Immobilization of Trypsin at the Microcapsule Surface and Enzymatic Activity of the Immobilized Trypsin

Abstract

In an attempt to make a new type of artificial cell that has enzymatic activity on the cell surface, polyamide microcapsules having many carboxyl groups in their membrane were prepared using an interfacial polymerization technique, and trypsin was covalently bound directly or via a spacer to their surface. The enzymatic activity of the immobilized trypsin was measured and compared with that of intact trypsin in solution.

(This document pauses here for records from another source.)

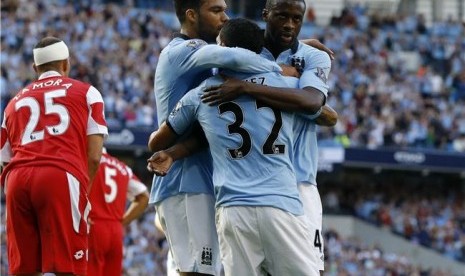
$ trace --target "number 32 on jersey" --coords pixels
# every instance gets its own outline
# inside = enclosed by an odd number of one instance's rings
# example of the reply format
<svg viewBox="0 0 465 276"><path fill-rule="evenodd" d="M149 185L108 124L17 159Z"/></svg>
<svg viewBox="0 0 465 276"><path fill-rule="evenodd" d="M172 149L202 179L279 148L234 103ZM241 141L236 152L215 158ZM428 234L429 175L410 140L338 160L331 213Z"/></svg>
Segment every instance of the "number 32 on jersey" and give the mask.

When N^α-benzoyl-DL-argininep-p-nitroanilide, a low-molecular-weight substrate, was used, specific activity was appreciably higher for trypsin in the immobilized state than in solution. On the other hand, with casein, a high-molecular-weight substrate, trypsin immobilized without a spacer showed specific activity only a half as high as trypsin bound to the microcapsule surface via a spacer probably because of steric hindrance. The activity of both f orms of the immobilized trypsin was much lower than that of free trypsin. Immobilization caused a slight shift of optimum pH for enzymatic activity of trypsin to the alkaline side because the hydrogen ion concentration was higher on the microcapsule surface than in the bulk due to negative charges of the dissociated surface carboxyl groups (Figs.1 and 2). Both Michaelis constant, K_m, and maximum reaction velocity, Vmax, were found considerably higher for free trypsin in solution than for the immobilized enzyme (Table 2). Thermal stability of the enzyme was remarkably increased by immobilization to the microcapsule surface (Fig.5).